The upcoming summer break that has your kids excited to temporarily shrug off the responsibilities of school may have you, the parent, stressing over what to do with those kids once school lets out. You may be worried about a lack of child care or ways to keep your kids occupied without the structure school provides. But research shows there's yet another concern you should be addressing; It's called "brain drain" or "summer slide" and it refers to the deterioration of skills and knowledge accumulated during the school year.
The research conducted by the RAND Corporation in 2011* focused on kids in grades 1 through 9 and the effect the 3-month summer break had on their math and reading skills. Results showed knowledge and skills lost during the hot months equaled, on average, about one month of school instruction with students from low-income households faring disproportionately worse than their middle- and upper-class peers. Even more disturbing was the finding that the effects of summer "brain drain" may be cumulative, putting lower income students further behind their more well-off classmates as they progress through the remainder of their primary education.

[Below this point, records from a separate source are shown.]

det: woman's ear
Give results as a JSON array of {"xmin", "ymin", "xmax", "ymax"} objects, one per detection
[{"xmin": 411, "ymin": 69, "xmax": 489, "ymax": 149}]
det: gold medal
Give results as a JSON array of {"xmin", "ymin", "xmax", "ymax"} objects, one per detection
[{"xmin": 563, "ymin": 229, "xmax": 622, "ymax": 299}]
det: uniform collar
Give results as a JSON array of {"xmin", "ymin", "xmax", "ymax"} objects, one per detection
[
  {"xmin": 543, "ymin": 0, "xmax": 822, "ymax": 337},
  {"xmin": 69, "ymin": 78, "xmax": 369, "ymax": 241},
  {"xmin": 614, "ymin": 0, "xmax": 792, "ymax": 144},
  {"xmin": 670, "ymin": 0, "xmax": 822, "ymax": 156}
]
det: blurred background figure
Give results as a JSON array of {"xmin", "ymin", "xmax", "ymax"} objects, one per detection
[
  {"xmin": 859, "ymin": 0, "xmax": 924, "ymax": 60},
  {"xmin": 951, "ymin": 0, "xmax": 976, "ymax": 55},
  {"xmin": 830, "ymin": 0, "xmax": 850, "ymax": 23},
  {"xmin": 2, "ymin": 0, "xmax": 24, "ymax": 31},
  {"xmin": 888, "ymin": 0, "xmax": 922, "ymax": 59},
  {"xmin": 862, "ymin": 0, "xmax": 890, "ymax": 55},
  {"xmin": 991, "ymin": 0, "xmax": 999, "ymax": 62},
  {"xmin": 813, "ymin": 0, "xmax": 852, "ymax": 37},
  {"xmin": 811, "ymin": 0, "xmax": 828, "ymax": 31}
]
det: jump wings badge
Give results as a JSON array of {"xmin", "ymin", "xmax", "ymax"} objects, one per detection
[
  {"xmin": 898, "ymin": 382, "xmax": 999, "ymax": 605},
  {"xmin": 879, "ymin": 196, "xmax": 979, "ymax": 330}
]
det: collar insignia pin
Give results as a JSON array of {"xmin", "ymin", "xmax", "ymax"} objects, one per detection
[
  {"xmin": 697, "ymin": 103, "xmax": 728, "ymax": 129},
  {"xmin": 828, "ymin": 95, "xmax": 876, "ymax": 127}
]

The study's authors concluded that perhaps the best way to combat "brain drain" is with summer learning programs. That's why Kid Time offers a variety of Summer Adventure Camps designed to keep kids active and engaged in the learning process even while outside regular schooling. The camps have names like "Super Hero Training" and "Mind of an Artist" and incorporate everything from the arts and imagination to mind and body challenges, and even the study of various forms of transportation as well as medieval knights and princesses. Each camp is open to kids between the ages of 4 and 8, runs Tuesday through Thursday from 9:00 a.m. to noon, and costs just $75.
With six Kid Time camps available a child could get close to the six weeks of summer learning the RAND study recommends to effectively prevent "brain drain". Not to mention, the camps would also give your kids a place to be, negating the need for full-time child care, and would almost certainly hold boredom at bay. All of which might make you just as excited at the prospect of summer break as your children are.